When one could use that Programs to OCR DVD subtitles you would not only have a real time decrease but also more likely 99% less spelling mistakes. The best thing would be if we could only use the enginge of those OCR programs and create a front-end that would make ripping subtitles a breeze. Put a spell checker in there and you would have a ultimate subtitle machine that is times more succesful than SubRIP. Anyone ever had similiar thoughts?

gabest

19th April 2002, 07:03

Yeah, it would be pretty easy to make a real OCR prog for DVD subtitles. Since the matching letters are all identical to the last pixel, we only need to define a HUGE list of different features (center of weight, width-height ratio, ...), store them in a database and use it look up the text. The only problem is that making that kind of a db needs many ppl, their dvd discs, and somebody who will be collecting and merging the results.

kagoru

19th April 2002, 09:41

I think you didn't get what I meant or I expressed myself not clearly ;-).
Each subtitle "frame" is stored as a bitmap. Therefore you could extract that picture and open it with FineReader i.e. and let FineReader do all the work. You wouldn't be needing any kind of database at all!

ppera2

22nd April 2002, 15:58

Good idea... However, I think that it's not so simple.
There is about 1000-1500 subpics in one movie, with timings.

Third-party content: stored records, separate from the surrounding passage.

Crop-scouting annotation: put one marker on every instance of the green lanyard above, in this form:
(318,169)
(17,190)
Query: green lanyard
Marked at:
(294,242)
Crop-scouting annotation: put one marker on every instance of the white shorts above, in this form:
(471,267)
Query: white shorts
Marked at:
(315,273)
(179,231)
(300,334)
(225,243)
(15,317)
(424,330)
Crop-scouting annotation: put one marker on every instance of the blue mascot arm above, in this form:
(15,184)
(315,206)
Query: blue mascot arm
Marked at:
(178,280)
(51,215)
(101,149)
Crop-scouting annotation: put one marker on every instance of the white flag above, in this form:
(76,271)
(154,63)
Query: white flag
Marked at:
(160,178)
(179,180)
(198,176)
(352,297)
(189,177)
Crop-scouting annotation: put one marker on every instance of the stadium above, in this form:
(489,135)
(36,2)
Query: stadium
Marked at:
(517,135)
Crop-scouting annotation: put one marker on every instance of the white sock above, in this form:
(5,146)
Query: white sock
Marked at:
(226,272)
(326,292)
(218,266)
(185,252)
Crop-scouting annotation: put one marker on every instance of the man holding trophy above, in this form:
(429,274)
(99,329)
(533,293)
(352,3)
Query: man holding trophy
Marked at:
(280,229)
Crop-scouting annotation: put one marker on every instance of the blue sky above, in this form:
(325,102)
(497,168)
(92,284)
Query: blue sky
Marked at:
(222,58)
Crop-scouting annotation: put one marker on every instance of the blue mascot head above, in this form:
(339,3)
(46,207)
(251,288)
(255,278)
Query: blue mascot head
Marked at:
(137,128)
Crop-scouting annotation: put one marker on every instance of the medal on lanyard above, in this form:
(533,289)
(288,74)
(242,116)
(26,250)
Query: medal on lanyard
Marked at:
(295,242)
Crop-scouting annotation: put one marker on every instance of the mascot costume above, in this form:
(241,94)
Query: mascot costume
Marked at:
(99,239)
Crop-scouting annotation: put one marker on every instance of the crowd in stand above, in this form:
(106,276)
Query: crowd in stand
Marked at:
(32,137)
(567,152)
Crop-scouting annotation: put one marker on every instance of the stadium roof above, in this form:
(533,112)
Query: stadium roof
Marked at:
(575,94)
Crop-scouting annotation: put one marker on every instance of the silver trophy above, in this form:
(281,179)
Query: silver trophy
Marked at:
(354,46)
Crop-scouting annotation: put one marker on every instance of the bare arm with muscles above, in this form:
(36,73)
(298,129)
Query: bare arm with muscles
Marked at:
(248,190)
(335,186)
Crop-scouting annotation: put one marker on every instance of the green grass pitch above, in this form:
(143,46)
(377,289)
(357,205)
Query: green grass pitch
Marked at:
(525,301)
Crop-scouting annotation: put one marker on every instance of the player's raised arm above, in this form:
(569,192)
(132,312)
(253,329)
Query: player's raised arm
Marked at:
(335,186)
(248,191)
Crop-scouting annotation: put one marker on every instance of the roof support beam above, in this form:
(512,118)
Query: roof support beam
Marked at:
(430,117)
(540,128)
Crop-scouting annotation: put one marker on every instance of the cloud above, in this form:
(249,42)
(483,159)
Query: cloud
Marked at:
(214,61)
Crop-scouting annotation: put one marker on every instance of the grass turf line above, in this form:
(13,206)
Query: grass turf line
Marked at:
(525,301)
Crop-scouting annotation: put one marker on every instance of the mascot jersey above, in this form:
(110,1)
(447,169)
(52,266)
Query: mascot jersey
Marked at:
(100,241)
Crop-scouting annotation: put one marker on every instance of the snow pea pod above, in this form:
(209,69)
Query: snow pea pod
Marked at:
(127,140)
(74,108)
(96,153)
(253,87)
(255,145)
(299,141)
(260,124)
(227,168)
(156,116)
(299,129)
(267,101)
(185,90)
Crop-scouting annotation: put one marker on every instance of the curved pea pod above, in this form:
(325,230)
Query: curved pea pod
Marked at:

So, need to write special program which will send it to OCR, get back text and compose all with timings.

kagoru

22nd April 2002, 22:03

I figured that it wouldn't be that simple. You're right. we need to extract the picture and sent it to finereader or whatever that converts it to text and sends it back to our program. It would be very simple if there was a OCR program that worked with command line parameters and returns the ASCII. The timings shouldn't be a problem; we just add them to the text we converted.

Does anybody know if there is a good open-source OCR program or an OCR program that accepts command line paramters?